I'm not sure how to explain it all, except to just tell it as it is and was.
Over the last three years I've gone from a working stiff to a housebound cripple. While the physical effects are obvious, the psych effects aren't. Aside from the expected- depression, anger, etc. that come with grieving anything, come societal judgments. This extends to family & friends. Nobody likes a gimp. You're suspect, first and foremost. You're lazy, not trying, living off the government, making it up, making it worse than it is, being a Drama Queen, a slacker, a crybaby, (add your own here, you know you have the labels). It's what we, as US society, do. We aren't kind. We're soaked in the "work ethic" all our lives. And I'm ashamed to say, I was once like that. Perhaps it's one of those things you can't know until you experience it, like "seeing thestrals". There are things in life that you cannot fully understand until it's personal- death, being in love, having a child, being poor, tolerating abuse... so many things. One's experiences not only shape, but isolate us.

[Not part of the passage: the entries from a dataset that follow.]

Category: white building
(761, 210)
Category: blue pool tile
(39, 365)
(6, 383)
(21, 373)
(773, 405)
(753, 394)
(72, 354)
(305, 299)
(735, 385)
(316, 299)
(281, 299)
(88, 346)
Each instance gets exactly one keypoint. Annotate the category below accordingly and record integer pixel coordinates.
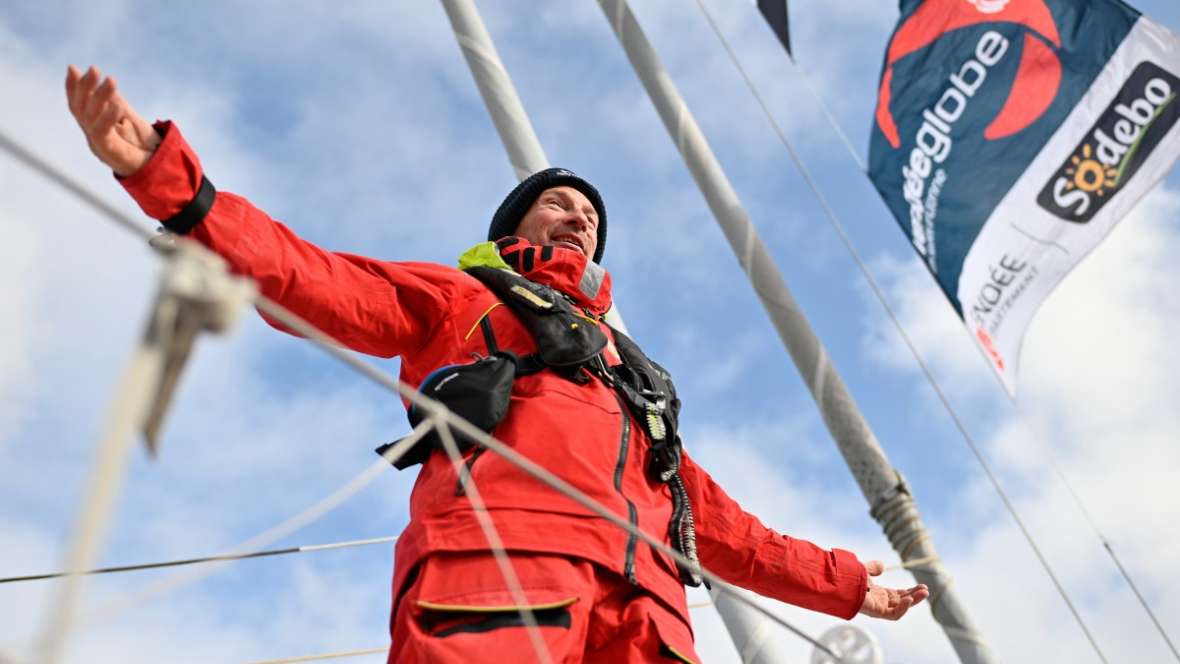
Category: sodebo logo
(1114, 149)
(1034, 89)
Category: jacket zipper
(633, 513)
(460, 487)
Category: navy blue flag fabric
(775, 13)
(1010, 137)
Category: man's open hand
(889, 603)
(116, 133)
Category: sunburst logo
(989, 6)
(1119, 143)
(1089, 175)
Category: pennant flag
(775, 13)
(1011, 136)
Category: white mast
(502, 100)
(886, 492)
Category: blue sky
(359, 125)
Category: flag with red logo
(1011, 136)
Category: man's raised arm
(374, 307)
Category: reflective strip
(482, 316)
(467, 609)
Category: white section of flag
(1023, 251)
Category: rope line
(495, 544)
(183, 561)
(339, 655)
(275, 533)
(925, 370)
(436, 413)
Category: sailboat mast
(887, 494)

Disability is one of those things.
In the last week an old friendship has rekindled and set me going on a new focus in spirituality. And two other old friends treated me to nourishments of body and normalcy. One made dinner for me, one took me to the movies. May not seem a lot to others, but inestimable to me. To be treated as valuable again does wonders. Over dinner I told my tale and wasn't criticized, just accepted. And the movie upheld a tradition and gave sweet escape from my four walls. Given entirely without ulterior motives, with necessary and willing physical help, they gave me an oh so needed boost in spirits. A wonderful happy surprise, I guess. Isn't a happy surprise something you didn't know you wanted til you got it? Its effect is doubled when it comes from unexpected sources.

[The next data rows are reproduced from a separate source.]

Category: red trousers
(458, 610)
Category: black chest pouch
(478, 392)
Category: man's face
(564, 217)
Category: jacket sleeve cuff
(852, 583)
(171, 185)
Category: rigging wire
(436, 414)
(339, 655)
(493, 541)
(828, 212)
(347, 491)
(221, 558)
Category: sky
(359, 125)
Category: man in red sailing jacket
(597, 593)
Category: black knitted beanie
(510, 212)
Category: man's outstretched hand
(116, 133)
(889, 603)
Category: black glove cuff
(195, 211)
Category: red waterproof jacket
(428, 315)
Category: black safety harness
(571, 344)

So, while the physical condition isn't better, the wellbeing condition is vastly improved. Now I have to get over the labels I've put on others- cold-hearted, hard, uncaring, selfish, ignorant, etc. It may simply be the thestral effect and nothing more. In any event, unlabeling is a good way to start paying some needed kindnesses forward. Kindness breeds kindness, forgiveness breeds forgiveness. It's gotta start somewhere. Might as well start here.
And thanks, Bruce, Ellen and Stevil. Ya gotta have friends.